Méconnu des touristes, cet ancien port de Corrèze raconte l’âge d’or des gabariers

À Argentat-sur-Dordogne, la rivière glisse entre des quais pavés et des maisons couvertes de lauze. Le centre ancien regarde encore la Dordogne comme on regarde une ancienne route commerciale. Dans le sud de la Corrèze, cette cité raconte l’époque où les gabares descendaient le bois vers la région bordelaise.

La balade commence au bord de l’eau.

Aux XVIIIe et XIXe siècles, les gabares faisaient vivre Argentat

Argentat-sur-Dordogne est un ancien port marchand. La ville est présentée comme la « capitale des gabariers », ces marins de rivière qui transportaient les richesses locales sur la Dordogne.

L’essor de la batellerie atteint son importance aux XVIIIe et XIXe siècles. Les gabares, appelées localement courpet, emportaient du bois vers la région bordelaise. Le merrain servait aux tonnelleries, tandis que les échalas accompagnaient la culture de la vigne.

Le récit devient alors très concret. On imagine les chargements préparés près de l’eau, les coques à fond plat et les quais animés par le commerce fluvial. Pour moi, c’est ici que le titre de capitale prend son sens.

Des quais pavés aux 40 hectares des Gravières, la rivière change de visage

Le passé se lit encore dans les rues autour du quai Lestourgie et de la rue Sainte-Claire. Les façades anciennes, les toits de lauze et la pierre donnent au centre une présence très douce sous la lumière de l’après-midi.

La Dordogne structure toujours la visite. Autrefois voie de commerce pour le bois, le cuir et l’huile, elle accueille aujourd’hui les gabares touristiques, les canoës, les kayaks et les stand-up paddles.

Je préfère commencer par les quais, puis poursuivre vers la réserve de biodiversité des Gravières. Cet espace naturel sensible couvre environ 40 hectares, sur le site d’anciennes gravières reconquis par la nature. Le contraste fonctionne bien.

La Maison du Patrimoine complète cette découverte. Elle permet de comprendre l’histoire locale avant de revenir vers la rivière, là où l’ancien port se comprend le mieux.

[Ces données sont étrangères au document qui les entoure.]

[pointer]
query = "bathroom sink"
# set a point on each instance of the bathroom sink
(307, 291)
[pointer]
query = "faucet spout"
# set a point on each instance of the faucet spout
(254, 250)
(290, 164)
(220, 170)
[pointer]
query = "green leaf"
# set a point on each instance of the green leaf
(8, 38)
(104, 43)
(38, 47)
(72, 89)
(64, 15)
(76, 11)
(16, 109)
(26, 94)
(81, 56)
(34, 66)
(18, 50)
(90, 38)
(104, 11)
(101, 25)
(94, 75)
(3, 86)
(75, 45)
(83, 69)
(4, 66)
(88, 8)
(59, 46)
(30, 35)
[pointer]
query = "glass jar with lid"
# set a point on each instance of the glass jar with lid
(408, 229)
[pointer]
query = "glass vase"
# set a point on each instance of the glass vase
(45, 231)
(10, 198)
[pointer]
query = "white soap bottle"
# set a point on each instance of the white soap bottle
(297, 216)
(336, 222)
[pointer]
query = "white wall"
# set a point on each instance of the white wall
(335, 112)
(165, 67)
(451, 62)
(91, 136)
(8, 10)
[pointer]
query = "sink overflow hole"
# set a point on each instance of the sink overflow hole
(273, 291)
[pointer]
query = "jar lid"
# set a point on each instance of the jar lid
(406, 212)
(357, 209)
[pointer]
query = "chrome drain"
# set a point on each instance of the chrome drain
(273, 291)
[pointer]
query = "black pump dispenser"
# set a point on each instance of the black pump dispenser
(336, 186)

De 1904 à 1970, le chemin de fer a pris le relais des gabares

La batellerie décline à la fin du XIXe siècle, après les épidémies de phylloxéra qui ravagent les vignobles. Une autre voie de transport arrive ensuite avec la ligne ferroviaire entre Tulle et Argentat.

La liaison fonctionne de 1904 à 1970. Cette période raconte un changement de rythme: les marchandises ne dépendent plus seulement de la rivière, tandis que l’ancien port entre peu à peu dans la mémoire locale.

Argentat-sur-Dordogne n’est donc pas figée autour d’un seul récit. La commune nouvelle créée en 2017 rassemble Argentat et Saint-Bazile-de-la-Roche. Mais dans le centre ancien, la Dordogne reste le fil le plus lisible.

À 40 km de Brive, la bonne saison commence en juin

Argentat-sur-Dordogne se trouve dans le sud de la Corrèze, à environ 40 kilomètres de Brive, 30 kilomètres de Tulle et 50 kilomètres d’Aurillac. La commune se situe sur l’axe qui relie Tulle, le Cantal et la vallée de la Dordogne.

La période la plus intéressante s’étend de juin à septembre. La Maison du Patrimoine est généralement ouverte durant ces mois, et les activités nautiques donnent à la rivière une place très concrète dans la journée.

Prévoyez une halte de quelques heures pour les quais et le centre ancien. La commune peut aussi servir de base pour un séjour de 1 à 3 jours, avec la pêche à la mouche, les sorties sur l’eau et les promenades dans les environs.

Le marché hebdomadaire se tient le jeudi matin, place Joseph-Faure. Un marché bio de producteurs a lieu le dimanche matin, d’avril à octobre, place de l’Église. Je choisirais le matin pour voir la ville avant que la lumière ne chauffe les façades.

Peut-on découvrir Argentat sans pratiquer d’activité nautique ?

Oui. Les quais pavés, les maisons anciennes, le centre historique et la Maison du Patrimoine suffisent pour une première visite. La rivière accompagne la promenade, même sans embarquer.

Peut-on encore naviguer sur la Dordogne ?

Oui. Une balade en gabare rappelle l’ancienne navigation fluviale, tandis que le canoë, le kayak et le stand-up paddle permettent de découvrir la rivière autrement. Je privilégierais la gabare pour comprendre l’histoire du port.

Sur les quais, la pierre claire accroche les reflets de l’eau. Une gabare passe, puis le silence revient entre les façades couvertes de lauze. L’ancien port n’a plus les mêmes marchandises, mais la Dordogne continue de donner la direction.